Linux-Kernel: Mehrere Schwachstellen erfordern Aufmerksamkeit
Das DFN-CERT hat ein Advisory zu mehreren Schwachstellen im Linux-Kernel veröffentlicht. Betroffen sind primär Oracle Linux und Red Hat Enterprise Linux, doch die zugrundeliegenden Kernel-Probleme können auch andere Distributionen wie SLES 15 und Ubuntu 22.04 LTS betreffen.
Risikobewertung
Die Schwachstellen ermöglichen Denial-of-Service-Angriffe und teilweise Remote Code Execution. Die kritischsten CVEs (CVE-2025-68183, CVE-2026-23455) sind zwar netzwerkseitig ausnutzbar, weisen aber derzeit eine sehr geringe reale Ausnutzungswahrscheinlichkeit auf.

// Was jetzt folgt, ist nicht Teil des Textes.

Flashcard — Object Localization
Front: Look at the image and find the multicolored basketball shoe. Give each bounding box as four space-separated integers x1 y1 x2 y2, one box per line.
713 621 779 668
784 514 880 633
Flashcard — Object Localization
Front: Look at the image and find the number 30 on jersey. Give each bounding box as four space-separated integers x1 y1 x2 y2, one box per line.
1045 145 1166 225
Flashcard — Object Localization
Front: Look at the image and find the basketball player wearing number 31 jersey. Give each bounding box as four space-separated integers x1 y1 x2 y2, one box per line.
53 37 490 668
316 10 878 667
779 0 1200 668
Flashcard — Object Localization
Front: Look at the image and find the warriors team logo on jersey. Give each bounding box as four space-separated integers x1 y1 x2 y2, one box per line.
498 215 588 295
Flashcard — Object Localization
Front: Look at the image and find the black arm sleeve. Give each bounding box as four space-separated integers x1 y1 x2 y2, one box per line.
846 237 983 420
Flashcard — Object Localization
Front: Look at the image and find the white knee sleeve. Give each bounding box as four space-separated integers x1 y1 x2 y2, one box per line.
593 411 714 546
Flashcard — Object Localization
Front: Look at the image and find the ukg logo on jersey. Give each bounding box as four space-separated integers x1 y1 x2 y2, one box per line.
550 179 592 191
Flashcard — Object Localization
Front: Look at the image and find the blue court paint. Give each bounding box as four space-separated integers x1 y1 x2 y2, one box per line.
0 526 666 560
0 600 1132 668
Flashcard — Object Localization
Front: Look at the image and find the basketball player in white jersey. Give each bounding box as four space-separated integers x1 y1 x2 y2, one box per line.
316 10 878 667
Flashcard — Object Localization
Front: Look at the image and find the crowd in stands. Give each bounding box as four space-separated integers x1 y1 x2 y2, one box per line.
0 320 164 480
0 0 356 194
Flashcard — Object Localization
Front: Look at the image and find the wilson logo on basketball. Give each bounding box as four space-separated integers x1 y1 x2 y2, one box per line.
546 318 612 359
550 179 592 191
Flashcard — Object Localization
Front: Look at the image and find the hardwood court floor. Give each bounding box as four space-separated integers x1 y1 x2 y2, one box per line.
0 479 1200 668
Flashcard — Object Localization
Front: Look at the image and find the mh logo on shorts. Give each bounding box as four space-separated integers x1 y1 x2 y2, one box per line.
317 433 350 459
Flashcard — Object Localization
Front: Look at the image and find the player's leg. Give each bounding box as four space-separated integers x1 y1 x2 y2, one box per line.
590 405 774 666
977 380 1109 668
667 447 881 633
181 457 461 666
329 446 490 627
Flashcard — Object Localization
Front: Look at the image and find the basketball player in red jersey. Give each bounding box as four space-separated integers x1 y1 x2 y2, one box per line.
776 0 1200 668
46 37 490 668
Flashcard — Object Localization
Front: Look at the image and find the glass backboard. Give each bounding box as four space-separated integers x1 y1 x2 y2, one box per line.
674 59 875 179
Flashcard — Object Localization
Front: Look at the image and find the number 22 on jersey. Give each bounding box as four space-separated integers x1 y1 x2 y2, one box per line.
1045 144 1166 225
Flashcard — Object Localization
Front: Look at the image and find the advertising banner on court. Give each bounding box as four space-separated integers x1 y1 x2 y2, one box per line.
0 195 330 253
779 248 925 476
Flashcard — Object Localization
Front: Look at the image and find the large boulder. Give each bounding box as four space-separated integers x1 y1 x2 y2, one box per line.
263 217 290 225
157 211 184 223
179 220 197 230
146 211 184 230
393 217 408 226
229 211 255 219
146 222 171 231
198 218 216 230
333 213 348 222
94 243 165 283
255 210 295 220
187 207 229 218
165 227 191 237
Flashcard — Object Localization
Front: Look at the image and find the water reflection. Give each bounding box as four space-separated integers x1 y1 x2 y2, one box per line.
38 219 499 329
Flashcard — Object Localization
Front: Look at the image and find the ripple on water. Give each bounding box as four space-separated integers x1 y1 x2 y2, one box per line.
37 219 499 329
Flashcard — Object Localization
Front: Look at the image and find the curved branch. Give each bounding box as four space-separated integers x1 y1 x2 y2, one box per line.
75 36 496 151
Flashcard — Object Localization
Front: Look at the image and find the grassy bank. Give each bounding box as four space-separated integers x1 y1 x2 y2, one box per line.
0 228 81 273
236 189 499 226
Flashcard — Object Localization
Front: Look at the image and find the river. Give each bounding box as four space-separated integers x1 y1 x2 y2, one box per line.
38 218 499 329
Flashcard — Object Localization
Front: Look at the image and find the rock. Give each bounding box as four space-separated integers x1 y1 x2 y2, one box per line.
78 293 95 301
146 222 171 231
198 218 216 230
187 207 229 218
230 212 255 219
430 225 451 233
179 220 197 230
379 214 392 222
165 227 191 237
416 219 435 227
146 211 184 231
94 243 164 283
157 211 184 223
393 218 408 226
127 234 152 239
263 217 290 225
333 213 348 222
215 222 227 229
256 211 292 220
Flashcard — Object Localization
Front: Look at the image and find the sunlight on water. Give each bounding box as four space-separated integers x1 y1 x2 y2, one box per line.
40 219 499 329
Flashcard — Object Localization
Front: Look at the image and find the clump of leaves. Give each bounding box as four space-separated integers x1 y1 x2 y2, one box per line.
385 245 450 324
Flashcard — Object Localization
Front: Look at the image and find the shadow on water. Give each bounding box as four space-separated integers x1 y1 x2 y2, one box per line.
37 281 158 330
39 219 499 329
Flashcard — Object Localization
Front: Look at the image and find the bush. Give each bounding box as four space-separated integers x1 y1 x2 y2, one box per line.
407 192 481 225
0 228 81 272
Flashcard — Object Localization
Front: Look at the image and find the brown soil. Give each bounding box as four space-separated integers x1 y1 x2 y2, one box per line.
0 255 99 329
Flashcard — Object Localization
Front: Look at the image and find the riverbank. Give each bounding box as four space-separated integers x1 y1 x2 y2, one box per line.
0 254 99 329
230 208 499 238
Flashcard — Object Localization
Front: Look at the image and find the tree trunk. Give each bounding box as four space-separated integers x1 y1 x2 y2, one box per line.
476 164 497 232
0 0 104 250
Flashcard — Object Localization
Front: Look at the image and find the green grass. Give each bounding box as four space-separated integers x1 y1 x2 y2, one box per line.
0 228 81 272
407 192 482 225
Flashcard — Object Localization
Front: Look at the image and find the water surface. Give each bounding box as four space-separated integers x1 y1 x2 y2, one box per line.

Einige Schwachstellen erfordern Zugriff aus dem lokalen Netzwerk. Insgesamt wird die Risikostufe als MITTEL bewertet.
Was ist zu tun?
Unternehmen sollten aktiv die Sicherheitshinweise ihrer Linux-Distributoren beobachten – insbesondere SUSE Security Advisories und Ubuntu Security Notices. Sobald entsprechende Patches verfügbar sind, sollten diese im nächsten regulären Wartungsfenster eingespielt werden. Bis dahin empfehlen wir: Stellen Sie sicher, dass exponierte Linux-Systeme nicht unnötig aus dem Internet erreichbar sind. Nutzen Sie Netzwerksegmentierung, um Angriffe aus dem lokalen Netzwerk zu erschweren.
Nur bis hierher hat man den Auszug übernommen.